Did you ever think you would be living in a time when the entire world was shut down due to an enemy that we could not see, hear, smell or touch? COVID-19 turned our world upside down and shook it! Now as we “emerge” on the other side there are still some self-care behaviors that people living with diabetes need to remain attentive to. 

According to the World Health Organization (WHO), although “lockdown” procedures are not as strict and the world has “opened up”, the risk of COVID transmission remains. Based on the latest information from their website the need for masking, distancing and vaccination continues.

As you have probably heard people living with diabetes were and are at a greater risk of complications and death if they are infected with the COVID-19 virus (ADA, 2022). Thus, while it is important for our lives to return to some version of normal, it still behooves us to remain vigilant when it comes to self-care because unfortunately, we never know when another threat will rear its ugly head. So, let’s talk about how you can look out for #1.


Once it was determined that COVID was here to stay most healthcare providers began offering care via tele-health or virtual visits. These visits have allowed persons in need of care to remain in the comfort of their home while having their health care needs met. This “self-distancing” , while initially not ideal, has become the norm. And while providers have opened their offices again, IF you are feeling sick or have been exposed to someone with COVID a virtual visit may be the best way to seek care.


Along with access to health care providers another self-care need was recognized early during the pandemic—the need for supplies. Testing supplies and medications were a priority for many. What COVID taught us was those adequate supplies/medications (at least 3 months’ worth) need to be on hand at all times, if possible. If you live alone try to have at least 14 days worth of food, medication and testing supplies on hand in case you become ill and need to be quarantined.

Self Protection

(1) Vaccination has been found to be our greatest defense against an unseen enemy. If you have not been vaccinated, please contact your healthcare provider, or visit your local pharmacy or health department. 
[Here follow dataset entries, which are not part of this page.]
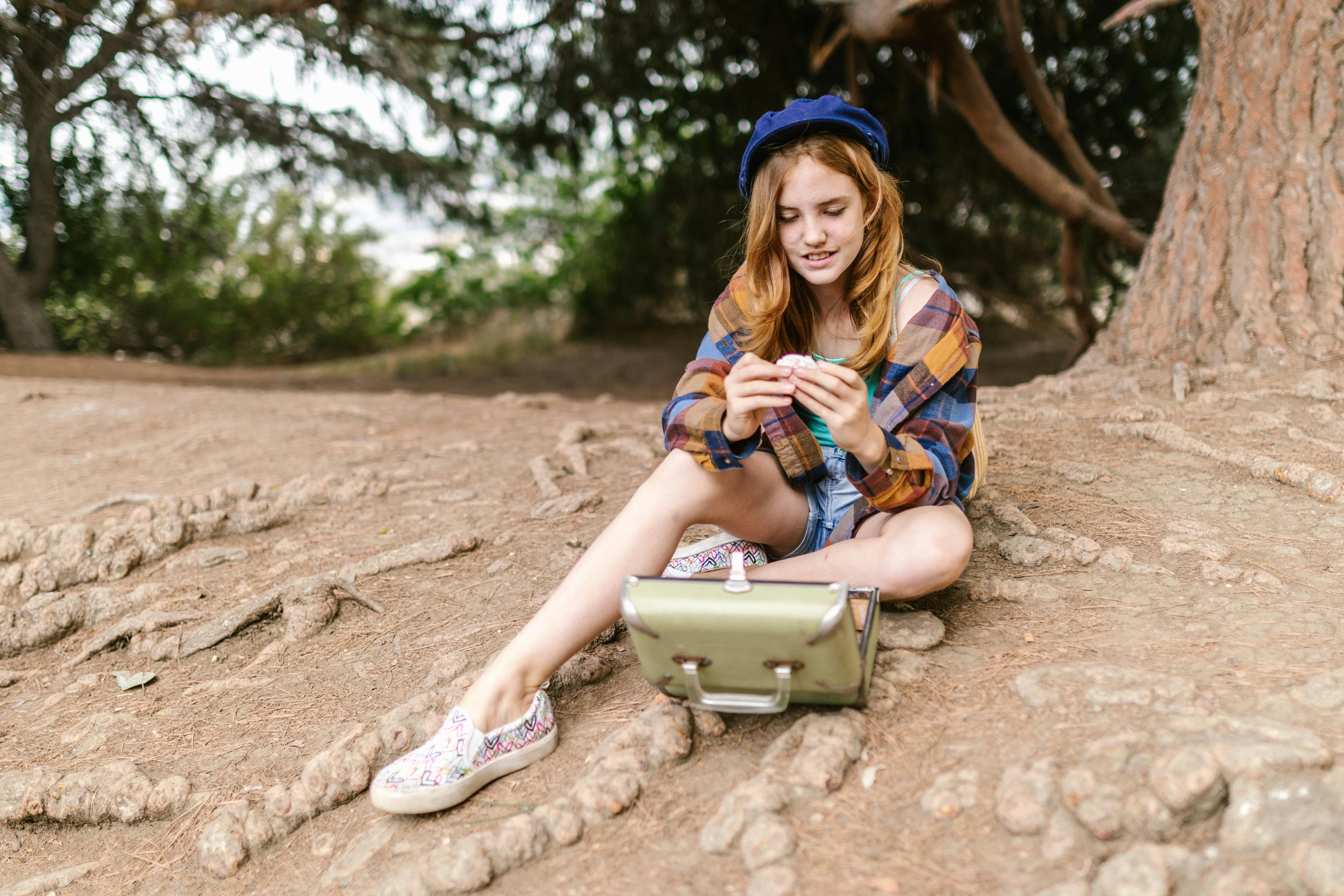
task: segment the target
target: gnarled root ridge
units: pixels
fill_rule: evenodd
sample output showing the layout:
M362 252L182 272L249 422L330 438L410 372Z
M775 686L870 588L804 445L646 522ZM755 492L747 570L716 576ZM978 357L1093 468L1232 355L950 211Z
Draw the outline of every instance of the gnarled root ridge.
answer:
M867 723L853 709L798 719L770 744L761 772L723 798L700 830L700 849L726 853L737 845L751 873L749 892L793 892L797 838L780 813L839 789L866 737Z
M176 815L190 795L185 778L175 775L155 783L132 762L67 775L38 766L0 775L0 822L47 818L67 825L129 825Z
M1172 423L1102 423L1101 431L1106 435L1137 435L1176 451L1239 466L1250 470L1255 478L1278 480L1285 485L1306 489L1306 493L1317 501L1333 502L1344 496L1344 484L1333 473L1294 461L1275 461L1249 451L1216 449Z
M130 594L114 588L94 588L89 594L50 591L34 595L17 609L0 606L0 657L55 643L83 626L99 625L136 610L164 591L165 586L148 583ZM117 637L125 635L112 639Z
M378 603L355 588L352 583L356 576L378 575L388 570L410 566L411 563L446 560L458 553L474 551L478 544L480 539L476 536L452 532L392 551L375 553L359 563L341 567L336 572L289 579L274 588L242 600L223 615L215 617L210 622L181 635L181 641L176 643L173 656L190 657L278 611L284 611L285 615L284 642L290 643L321 631L328 622L336 618L339 602L343 599L355 600L375 613L382 613L382 607ZM177 635L172 637L176 638ZM267 647L267 650L274 653L273 646ZM159 652L156 649L155 653L167 654L168 652Z
M308 760L298 780L276 785L258 802L237 799L220 806L196 846L200 866L211 877L231 877L271 842L368 787L378 770L429 739L448 709L461 697L460 686L441 695L411 697L376 724L355 725Z
M126 501L142 501L126 517L101 523L67 520L39 528L0 520L0 598L31 598L83 582L124 579L192 541L261 532L288 523L302 506L387 494L387 481L368 470L341 478L298 477L273 489L230 482L203 494L118 496L86 508L86 516Z
M515 815L493 830L437 846L383 881L376 892L470 892L540 857L552 845L577 842L586 826L634 805L650 772L691 754L692 725L691 711L679 703L650 707L598 747L589 772L567 797Z

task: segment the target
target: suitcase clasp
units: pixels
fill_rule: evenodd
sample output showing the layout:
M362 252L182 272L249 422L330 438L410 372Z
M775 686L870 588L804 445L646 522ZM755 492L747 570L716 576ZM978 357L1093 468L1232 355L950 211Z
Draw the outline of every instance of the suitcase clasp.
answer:
M732 560L732 568L728 571L728 580L723 583L723 590L728 594L746 594L751 590L751 583L747 582L747 567L742 551L734 551L728 557Z

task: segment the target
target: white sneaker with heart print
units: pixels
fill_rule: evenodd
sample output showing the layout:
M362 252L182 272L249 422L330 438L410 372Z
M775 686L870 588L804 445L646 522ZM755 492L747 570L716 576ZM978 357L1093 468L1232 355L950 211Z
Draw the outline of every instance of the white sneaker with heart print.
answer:
M555 712L538 690L521 719L482 732L453 707L438 732L378 772L368 786L374 806L396 814L439 811L555 750Z

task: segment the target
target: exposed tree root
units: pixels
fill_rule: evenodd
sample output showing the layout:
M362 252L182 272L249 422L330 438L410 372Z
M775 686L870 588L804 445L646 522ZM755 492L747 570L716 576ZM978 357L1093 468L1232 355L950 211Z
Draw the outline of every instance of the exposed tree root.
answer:
M130 516L98 524L56 523L46 528L23 520L0 521L0 598L31 598L83 582L112 582L130 570L181 549L192 541L261 532L286 523L301 506L387 493L387 481L371 472L347 478L298 477L274 489L257 482L230 482L187 497L120 494L90 505L87 516L118 504L137 502Z
M308 760L298 780L273 786L258 802L238 799L220 806L196 846L202 868L211 877L231 877L249 856L363 793L383 764L438 731L461 695L462 688L454 686L413 697L376 724L359 724L339 736Z
M142 584L130 594L94 588L89 594L38 594L17 610L0 606L0 657L55 643L90 625L114 619L153 600L167 588Z
M700 849L726 853L737 845L751 873L747 892L792 893L797 838L780 813L790 803L837 790L866 737L867 723L853 709L798 719L770 744L762 771L723 798L700 830Z
M691 754L692 724L691 711L676 701L650 707L602 742L587 774L567 797L515 815L493 830L437 846L383 881L376 892L470 892L540 857L552 845L577 842L586 826L634 805L650 772Z
M187 805L185 778L146 778L132 762L67 775L44 766L0 776L0 822L48 818L67 825L133 823L175 815Z
M1306 489L1306 493L1317 501L1339 501L1340 496L1344 494L1344 485L1340 484L1333 473L1294 461L1275 461L1274 458L1249 451L1216 449L1172 423L1102 423L1101 430L1107 435L1137 435L1176 451L1196 454L1220 463L1239 466L1250 470L1255 478L1278 480L1285 485Z
M27 880L20 880L17 884L0 889L0 896L38 896L39 893L50 893L63 889L81 877L86 877L87 875L98 870L105 864L106 862L101 861L83 862L82 865L71 865L70 868L62 868L60 870L52 870L35 877L28 877Z
M437 563L448 557L474 551L480 539L461 532L425 539L415 544L409 544L394 551L383 551L359 563L341 567L336 572L301 576L290 579L258 595L247 598L223 615L192 629L181 635L176 645L177 657L190 657L194 653L212 647L224 638L233 637L276 613L285 615L285 635L282 641L267 645L265 656L282 650L284 643L293 643L309 638L321 631L328 622L336 618L340 600L355 600L375 613L382 613L382 607L374 603L367 595L352 584L356 576L378 575L388 570L396 570L411 563ZM337 594L340 592L340 594ZM171 635L176 638L177 635ZM155 653L160 652L155 647Z

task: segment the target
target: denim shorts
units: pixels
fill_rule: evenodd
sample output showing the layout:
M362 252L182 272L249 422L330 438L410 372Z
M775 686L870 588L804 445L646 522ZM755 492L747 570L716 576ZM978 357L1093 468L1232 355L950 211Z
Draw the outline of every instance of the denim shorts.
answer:
M859 490L845 473L849 453L844 449L821 446L821 457L827 463L827 478L802 486L808 494L808 531L798 547L784 556L771 557L774 560L797 557L824 548L836 524L859 500Z

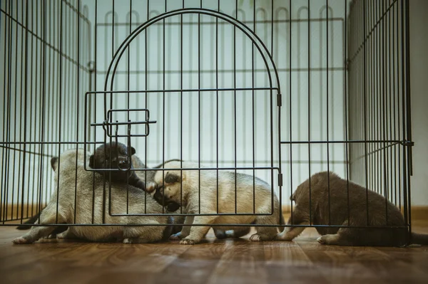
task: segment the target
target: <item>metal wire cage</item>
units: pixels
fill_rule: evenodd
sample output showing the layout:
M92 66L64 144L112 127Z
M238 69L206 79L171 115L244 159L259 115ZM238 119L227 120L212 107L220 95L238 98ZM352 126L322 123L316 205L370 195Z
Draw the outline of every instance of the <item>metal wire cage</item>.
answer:
M277 196L292 216L295 187L327 170L382 194L410 231L408 19L406 0L1 1L1 224L58 192L51 157L116 141L146 180L170 159L254 177L252 199L235 178L235 211L217 199L213 214L255 204L258 177L272 206L240 214L272 214ZM153 215L126 208L107 212Z

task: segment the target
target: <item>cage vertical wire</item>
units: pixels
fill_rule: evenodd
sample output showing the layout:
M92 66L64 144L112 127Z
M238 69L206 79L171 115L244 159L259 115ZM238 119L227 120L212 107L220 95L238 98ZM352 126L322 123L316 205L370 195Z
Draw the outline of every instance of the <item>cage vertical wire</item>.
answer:
M332 170L402 209L410 231L408 4L2 1L2 224L57 190L51 157L117 140L148 167L263 179L292 215L297 185Z

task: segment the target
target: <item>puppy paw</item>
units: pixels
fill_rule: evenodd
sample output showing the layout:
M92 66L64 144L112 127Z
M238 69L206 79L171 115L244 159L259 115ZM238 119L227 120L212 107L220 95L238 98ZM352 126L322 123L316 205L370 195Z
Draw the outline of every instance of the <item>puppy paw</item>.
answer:
M317 241L321 243L322 245L325 245L327 243L324 236L321 236L320 238L317 238Z
M180 245L194 245L196 242L191 238L185 238L183 240L180 241Z
M292 239L294 238L294 236L292 236L291 234L289 234L287 233L278 233L276 237L275 238L275 240L281 240L281 241L292 241Z
M122 241L123 243L132 243L132 238L123 238L123 241Z
M67 238L66 232L63 232L56 235L56 238L63 240L64 238Z
M158 184L154 182L147 182L146 184L146 191L148 193L152 193L158 188Z
M26 238L24 238L23 237L19 237L12 241L12 243L14 243L16 245L21 245L24 243L31 243L31 241L27 240Z
M258 235L257 233L255 233L254 235L252 235L250 237L250 241L261 241L262 240L262 237L260 235Z
M173 233L171 236L170 236L169 238L170 241L180 241L183 238L183 237L181 236L181 233L178 232L177 233Z

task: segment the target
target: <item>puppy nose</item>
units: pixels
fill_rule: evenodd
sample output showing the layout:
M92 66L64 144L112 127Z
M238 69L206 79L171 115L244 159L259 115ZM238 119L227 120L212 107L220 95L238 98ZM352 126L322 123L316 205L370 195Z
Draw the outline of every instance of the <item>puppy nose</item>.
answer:
M128 167L128 162L125 160L119 161L119 167L121 167L121 168Z

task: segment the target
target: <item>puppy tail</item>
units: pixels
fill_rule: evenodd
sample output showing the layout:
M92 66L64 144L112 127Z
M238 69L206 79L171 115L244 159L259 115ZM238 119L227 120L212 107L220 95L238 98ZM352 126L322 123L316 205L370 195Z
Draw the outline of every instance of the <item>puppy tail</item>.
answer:
M282 212L280 213L280 224L285 225L285 221L284 220L284 216L282 216ZM278 226L278 230L280 231L280 233L281 233L282 231L284 231L285 228L285 226Z
M412 244L428 246L428 235L412 233L412 240L410 243Z

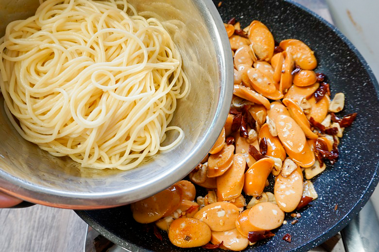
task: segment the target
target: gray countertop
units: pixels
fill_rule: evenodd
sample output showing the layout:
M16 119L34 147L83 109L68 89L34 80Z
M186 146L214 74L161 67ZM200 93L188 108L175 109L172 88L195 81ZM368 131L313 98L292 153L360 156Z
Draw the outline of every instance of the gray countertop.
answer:
M331 22L323 0L297 0ZM86 224L70 210L0 209L0 252L83 251Z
(2) When venturing out it may be beneficial to wear a mask even if those around you are not masking up. The WHO recommends masking in small spaces. 

(3) Wash your hands or use hand sanitizer often when out in public. 

(4) Obtain home COVID testing kits. These kits are available free of charge at your local pharmacy or by mail from the government at this website:

Stress Management

Being isolated, quarantined, locked down, etc. induces a certain amount of stress. It is one thing not to want to leave your house to engage with others, it is something entirely different to know that you are forbidden to do so. The stress of confinement can have an adverse effect on blood glucose. It is important to have effective ways to manage stress—prior to a stressful event is the best time to hone these skills. Yoga and meditation are two well-known methods used to reduce stress.

Please keep in mind that self-care is the gift that you give yourself. Stay well!

World Health Organization. (2022) Advice for the public. 

American Diabetes Association. (2022). Diabetes and COVID. 

Centers for Disease Control and Prevention. 2022. COVID county check.